The revolutionary congress had been bottled up in the old Corn Exchange for three days now. Bizarre growths like black metal ferns had colonized the roof, turning sunlight and atmospheric pollution into electricity and brightly colored plastic cutlery. Godunov, who was supposed to be in charge of catering, had complained bitterly at the lack of tableware (as if any true revolutionary would bother with such trivia) until Misha, who had gotten much deeper into direct brain interfaces than even Oleg, twitched his nose and instructed the things on the roof to start producing implements.

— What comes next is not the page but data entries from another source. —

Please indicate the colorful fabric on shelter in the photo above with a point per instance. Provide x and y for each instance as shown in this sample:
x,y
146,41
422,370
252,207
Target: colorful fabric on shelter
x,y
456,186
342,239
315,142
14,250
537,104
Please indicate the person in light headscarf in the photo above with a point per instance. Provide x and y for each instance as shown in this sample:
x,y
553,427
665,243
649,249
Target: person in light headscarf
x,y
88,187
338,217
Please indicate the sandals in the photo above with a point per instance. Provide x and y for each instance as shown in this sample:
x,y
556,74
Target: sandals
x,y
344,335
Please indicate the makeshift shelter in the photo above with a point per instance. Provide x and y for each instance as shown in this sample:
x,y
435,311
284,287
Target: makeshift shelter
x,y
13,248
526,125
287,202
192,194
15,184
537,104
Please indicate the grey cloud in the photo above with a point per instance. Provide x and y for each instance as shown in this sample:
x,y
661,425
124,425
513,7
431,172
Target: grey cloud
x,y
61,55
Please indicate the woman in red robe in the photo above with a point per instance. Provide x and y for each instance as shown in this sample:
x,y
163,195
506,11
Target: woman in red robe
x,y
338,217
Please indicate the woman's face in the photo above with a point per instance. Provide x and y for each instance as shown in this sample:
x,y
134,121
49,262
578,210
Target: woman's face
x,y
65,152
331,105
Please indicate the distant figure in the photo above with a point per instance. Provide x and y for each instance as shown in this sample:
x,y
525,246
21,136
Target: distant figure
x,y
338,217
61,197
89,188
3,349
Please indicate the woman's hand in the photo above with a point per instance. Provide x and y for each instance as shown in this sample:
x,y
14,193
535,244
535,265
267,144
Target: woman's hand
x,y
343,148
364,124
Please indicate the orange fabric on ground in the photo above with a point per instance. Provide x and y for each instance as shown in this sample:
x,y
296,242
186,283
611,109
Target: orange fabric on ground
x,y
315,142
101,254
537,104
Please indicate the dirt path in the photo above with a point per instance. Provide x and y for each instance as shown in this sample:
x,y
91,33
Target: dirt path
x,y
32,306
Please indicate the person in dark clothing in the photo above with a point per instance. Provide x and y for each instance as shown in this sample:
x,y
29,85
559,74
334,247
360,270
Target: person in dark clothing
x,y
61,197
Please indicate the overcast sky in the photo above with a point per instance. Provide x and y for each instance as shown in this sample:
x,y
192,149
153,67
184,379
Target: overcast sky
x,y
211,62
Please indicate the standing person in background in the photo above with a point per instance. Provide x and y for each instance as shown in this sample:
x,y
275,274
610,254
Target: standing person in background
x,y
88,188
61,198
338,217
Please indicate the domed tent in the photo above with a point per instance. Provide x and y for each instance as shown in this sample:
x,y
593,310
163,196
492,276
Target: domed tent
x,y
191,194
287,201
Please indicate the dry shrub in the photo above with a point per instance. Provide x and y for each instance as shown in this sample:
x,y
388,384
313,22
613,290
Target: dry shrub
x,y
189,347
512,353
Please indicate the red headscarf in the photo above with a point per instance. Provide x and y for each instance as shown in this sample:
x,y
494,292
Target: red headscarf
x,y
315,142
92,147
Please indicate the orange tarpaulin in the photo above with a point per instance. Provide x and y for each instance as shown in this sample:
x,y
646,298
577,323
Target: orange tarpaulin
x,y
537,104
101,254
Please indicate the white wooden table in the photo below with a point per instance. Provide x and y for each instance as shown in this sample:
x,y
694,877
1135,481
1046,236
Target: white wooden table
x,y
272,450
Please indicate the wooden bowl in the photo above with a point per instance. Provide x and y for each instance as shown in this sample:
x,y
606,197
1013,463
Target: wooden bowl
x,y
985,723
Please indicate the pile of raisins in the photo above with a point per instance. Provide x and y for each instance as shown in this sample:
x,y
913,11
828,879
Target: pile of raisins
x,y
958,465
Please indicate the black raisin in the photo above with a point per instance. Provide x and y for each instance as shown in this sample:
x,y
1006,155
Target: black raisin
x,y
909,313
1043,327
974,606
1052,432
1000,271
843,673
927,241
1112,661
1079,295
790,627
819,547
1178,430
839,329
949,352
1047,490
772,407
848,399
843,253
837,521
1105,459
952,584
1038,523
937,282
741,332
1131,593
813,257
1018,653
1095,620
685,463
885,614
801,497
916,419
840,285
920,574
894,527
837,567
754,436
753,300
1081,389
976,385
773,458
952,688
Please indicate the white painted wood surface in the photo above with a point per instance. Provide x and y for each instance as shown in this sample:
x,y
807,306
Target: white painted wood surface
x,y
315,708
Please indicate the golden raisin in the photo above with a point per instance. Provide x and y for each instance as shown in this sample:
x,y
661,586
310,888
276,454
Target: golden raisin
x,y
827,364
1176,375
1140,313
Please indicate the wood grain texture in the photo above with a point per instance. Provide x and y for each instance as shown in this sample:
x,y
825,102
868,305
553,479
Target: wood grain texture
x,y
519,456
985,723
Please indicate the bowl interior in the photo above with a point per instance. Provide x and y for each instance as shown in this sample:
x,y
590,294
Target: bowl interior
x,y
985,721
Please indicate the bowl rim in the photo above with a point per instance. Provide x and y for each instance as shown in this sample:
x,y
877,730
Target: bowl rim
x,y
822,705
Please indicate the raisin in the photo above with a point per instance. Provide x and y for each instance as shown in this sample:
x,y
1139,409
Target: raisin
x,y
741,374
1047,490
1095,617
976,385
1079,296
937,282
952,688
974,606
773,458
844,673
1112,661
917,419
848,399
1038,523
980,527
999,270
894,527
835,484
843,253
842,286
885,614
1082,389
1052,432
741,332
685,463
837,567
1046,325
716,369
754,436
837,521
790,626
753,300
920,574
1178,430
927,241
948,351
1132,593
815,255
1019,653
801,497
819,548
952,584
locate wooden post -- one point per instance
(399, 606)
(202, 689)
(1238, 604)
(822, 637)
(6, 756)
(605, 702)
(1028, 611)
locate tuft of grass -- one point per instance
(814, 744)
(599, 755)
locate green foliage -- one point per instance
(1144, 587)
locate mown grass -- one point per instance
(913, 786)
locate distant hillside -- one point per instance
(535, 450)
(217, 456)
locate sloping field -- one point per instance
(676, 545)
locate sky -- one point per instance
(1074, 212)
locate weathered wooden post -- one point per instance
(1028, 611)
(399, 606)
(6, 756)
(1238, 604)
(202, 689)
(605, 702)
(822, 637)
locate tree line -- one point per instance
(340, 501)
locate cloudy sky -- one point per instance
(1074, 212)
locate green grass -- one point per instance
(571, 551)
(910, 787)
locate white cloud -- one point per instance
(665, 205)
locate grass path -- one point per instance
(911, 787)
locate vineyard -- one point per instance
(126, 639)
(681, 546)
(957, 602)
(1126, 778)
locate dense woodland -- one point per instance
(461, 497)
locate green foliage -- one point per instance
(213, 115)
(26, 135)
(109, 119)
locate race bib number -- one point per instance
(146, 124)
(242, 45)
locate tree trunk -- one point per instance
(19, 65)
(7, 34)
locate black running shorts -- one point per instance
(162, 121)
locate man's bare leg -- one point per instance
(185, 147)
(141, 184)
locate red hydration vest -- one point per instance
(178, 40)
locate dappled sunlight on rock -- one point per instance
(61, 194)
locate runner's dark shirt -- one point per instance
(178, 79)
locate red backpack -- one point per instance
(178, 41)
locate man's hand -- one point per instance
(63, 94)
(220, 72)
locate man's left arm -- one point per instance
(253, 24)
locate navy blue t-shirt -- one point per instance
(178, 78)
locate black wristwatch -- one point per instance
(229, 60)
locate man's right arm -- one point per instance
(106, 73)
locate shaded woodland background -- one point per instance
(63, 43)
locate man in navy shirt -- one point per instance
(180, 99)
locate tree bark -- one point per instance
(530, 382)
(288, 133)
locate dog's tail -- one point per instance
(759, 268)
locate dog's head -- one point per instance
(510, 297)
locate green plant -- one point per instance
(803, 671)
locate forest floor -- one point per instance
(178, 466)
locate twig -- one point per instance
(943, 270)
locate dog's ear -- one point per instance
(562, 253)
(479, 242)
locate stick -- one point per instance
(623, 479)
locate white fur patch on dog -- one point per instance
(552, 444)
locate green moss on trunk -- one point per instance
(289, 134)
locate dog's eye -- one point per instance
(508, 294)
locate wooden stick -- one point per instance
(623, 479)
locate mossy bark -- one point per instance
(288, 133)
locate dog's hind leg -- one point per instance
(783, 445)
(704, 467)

Then Misha went away on some errand, and nobody could turn the spork factory off. Luckily there seemed to be no shortage of food, munitions, or anything else for that matter: it seemed that Burya’s bluff had convinced the Duke that the democratic soviet really did have nuclear weapons, and for the time being the dragoons were steering well clear of the yellow brick edifice at the far end of Freedom Square.

“Burya! Come quickly! Trouble at the gates!”

Rubenstein looked up from his draft proclamation. “What is it?” he snapped.

“Speak clearly!”

The comrade (Petrov, wasn’t that his name?) skidded to a halt in front of his desk. “Soldiers,” he gasped.

“Aha.” Burya stood. “Are they shooting yet? No? Then I will talk to them.”

He stretched, trying to ease the stiffness from his aching muscles and blinking away tiredness. ‘Take me to them.“

A small crowd was milling around the gates to the Corn Exchange. Peasant women with head scarves, workers from the ironworks on the far side of town—idle since their entire factory had been replaced by a miraculous, almost organic robot complex that was still extending itself—even a few gaunt, shaven-headed zeks from the corrective labor camp behind the castle: all milling around a small clump of frightened-looking soldiers. “What is going on?” demanded Rubenstein.

“These men, they say—”

“Let them speak for themselves.” Burya pointed to the one nearest the gate.

“You. You aren’t shooting at us, so why are you here, comrade?”

“I, uh,” the trooper paused, looking puzzled.

“We’s sick of being pushed around by them aristocrats, that’s wot,” said his neighbor, a beanpole-shaped man with a sallow complexion and a tall fur hat that most certainly wasn’t standard-issue uniform. “Them royalist parasite bastids, they’s locked up in ‘em’s castle drinking champagne and ’specting us to die keeping ‘em safe. While out here all ’uns enjoying themselves and it’s like the end of the regime, like? I mean, wot’s going on?